Gesetzliche Krankenversicherung: Erstattung von Behandlungskosten durch eine Krankenversicherung an einen Krankenhausträger. Vereinbarung von Fristen zur Vorlage streitiger Abrechnungen in einer Prüfvereinbarung. wirksame Leistungsbefreiung bei Versäumung einer Vorlagefrist. Notwendigkeit des fristgerechten Eingangs von Unterlagen bei der Pflicht zur fristgerechten Übermittlung der Unterlagen

 

Orientierungssatz

1. Wird in einer Prüfvereinbarung zur Regelung von Wirtschaftlichkeitsprüfungen der Krankenhausleistung vereinbart, dass ein Krankenhaus nach Aufforderung innerhalb einer vorgegebenen Frist die für die Prüfung notwendigen Unterlagen zu übermitteln hat und im Falle der nicht fristgerechten Übermittlung ein Zahlungsanspruch nur in Höhe des unstreitig gestellten Rechnungsbetrags besteht, so ist die Frist nur bei rechtzeitigem Eingang der Unterlagen gewahrt. Das rechtzeitige Absenden genügt dagegen zur Fristwahrung nicht. Dabei trägt das Krankenhaus als Absender die Darlegungslast für den fristgemäßen Zugang.
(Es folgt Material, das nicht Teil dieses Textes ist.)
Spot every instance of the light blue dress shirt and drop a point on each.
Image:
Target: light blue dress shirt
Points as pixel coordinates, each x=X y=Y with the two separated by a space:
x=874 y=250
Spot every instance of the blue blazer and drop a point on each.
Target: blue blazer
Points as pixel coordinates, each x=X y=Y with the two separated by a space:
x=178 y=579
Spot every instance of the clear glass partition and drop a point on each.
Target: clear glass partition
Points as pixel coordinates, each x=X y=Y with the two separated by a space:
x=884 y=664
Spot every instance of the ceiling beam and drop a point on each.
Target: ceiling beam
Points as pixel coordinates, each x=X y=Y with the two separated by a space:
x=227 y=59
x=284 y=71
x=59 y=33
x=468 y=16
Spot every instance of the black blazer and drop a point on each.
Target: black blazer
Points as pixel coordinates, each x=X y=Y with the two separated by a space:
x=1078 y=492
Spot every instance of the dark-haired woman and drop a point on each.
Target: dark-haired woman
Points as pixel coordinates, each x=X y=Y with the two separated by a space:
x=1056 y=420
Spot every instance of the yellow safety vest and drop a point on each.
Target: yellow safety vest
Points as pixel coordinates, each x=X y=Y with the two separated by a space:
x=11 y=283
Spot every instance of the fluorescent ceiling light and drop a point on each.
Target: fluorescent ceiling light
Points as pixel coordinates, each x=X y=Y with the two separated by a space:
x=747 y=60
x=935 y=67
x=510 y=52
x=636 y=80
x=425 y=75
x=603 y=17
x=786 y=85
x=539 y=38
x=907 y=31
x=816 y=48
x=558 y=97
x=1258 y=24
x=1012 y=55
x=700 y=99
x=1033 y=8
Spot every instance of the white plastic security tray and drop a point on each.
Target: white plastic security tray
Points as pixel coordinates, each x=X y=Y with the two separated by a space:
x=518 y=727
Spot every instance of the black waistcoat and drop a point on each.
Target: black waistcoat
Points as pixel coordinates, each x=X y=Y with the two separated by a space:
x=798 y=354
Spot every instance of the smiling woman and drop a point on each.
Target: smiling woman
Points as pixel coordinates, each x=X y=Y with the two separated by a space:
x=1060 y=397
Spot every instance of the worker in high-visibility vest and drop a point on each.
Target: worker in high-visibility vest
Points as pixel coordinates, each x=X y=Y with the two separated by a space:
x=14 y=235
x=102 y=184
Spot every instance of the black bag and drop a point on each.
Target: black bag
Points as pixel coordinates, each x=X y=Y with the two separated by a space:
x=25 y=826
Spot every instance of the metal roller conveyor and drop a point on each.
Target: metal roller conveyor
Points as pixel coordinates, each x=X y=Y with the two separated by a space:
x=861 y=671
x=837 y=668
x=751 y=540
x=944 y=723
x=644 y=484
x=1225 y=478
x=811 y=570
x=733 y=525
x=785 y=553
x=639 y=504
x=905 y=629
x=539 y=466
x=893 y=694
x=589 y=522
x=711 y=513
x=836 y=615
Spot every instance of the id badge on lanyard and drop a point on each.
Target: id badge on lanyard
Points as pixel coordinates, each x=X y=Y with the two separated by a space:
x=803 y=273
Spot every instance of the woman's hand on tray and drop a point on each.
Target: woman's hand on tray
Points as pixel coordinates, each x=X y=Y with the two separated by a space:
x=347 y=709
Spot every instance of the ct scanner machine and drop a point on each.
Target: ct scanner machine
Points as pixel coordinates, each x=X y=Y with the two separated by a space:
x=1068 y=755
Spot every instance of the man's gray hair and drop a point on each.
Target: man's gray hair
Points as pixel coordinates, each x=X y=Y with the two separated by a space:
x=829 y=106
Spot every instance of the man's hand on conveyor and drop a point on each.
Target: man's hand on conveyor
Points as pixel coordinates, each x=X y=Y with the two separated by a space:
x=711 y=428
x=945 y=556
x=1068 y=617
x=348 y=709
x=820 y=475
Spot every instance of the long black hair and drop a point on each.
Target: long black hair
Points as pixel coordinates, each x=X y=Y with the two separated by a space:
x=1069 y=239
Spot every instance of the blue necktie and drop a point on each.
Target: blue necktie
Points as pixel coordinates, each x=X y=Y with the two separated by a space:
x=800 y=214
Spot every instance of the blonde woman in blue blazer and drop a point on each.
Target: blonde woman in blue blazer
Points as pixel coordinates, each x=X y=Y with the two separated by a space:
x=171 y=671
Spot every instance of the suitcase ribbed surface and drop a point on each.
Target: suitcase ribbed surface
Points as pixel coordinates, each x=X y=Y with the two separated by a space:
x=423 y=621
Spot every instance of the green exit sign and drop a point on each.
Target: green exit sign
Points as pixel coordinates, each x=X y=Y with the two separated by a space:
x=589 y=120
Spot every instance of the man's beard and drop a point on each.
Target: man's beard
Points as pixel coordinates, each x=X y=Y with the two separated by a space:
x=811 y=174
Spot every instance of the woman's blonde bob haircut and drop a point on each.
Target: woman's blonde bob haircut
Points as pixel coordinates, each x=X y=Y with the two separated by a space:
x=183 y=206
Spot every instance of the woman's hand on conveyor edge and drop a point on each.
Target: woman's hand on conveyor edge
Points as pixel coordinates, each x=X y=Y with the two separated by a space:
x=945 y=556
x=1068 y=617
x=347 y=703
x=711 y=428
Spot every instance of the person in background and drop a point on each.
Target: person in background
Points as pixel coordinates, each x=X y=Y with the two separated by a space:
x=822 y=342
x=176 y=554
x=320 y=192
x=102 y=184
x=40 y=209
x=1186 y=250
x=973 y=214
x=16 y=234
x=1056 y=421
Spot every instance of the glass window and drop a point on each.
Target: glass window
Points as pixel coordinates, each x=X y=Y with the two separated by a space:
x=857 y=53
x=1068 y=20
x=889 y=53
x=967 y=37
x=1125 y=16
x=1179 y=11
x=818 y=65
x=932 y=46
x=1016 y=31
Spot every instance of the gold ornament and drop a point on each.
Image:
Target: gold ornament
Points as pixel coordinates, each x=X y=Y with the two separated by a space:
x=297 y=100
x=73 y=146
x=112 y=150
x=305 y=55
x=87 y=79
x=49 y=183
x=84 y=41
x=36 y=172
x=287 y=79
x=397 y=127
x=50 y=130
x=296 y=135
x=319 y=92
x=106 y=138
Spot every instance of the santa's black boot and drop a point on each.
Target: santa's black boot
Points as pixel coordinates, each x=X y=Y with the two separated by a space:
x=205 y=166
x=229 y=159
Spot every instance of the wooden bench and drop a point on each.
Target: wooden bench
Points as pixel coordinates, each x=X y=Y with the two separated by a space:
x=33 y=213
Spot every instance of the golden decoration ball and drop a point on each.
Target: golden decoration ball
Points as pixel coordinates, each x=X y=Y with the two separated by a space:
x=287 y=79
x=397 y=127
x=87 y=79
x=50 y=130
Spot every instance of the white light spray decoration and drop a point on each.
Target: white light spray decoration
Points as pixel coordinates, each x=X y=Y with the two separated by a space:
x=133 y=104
2. In einer Prüfvereinbarung zur Regelung von Wirtschaftlichkeitsprüfungen der Krankenhausleistung können die vertragsschließenden Verbände der Kassen und Krankenhäuser auch Vereinbarungen über Fristen zur Einreichung von Abrechnungsunterlagen und den Folgen einer Fristversäumnis bis hin zum Entfall von Zahlungsansprüchen regeln.

 

Nachgehend

BSG (Urteil vom 10.11.2021; Aktenzeichen B 1 KR 43/20 R)

 

Tenor

Die Klage wird abgewiesen.

Die Kosten des Verfahrens werden der Klägerin auferlegt.

 

Tatbestand

Streitig ist die Zahlung von Behandlungskosten in Höhe von 403.590,33 EUR.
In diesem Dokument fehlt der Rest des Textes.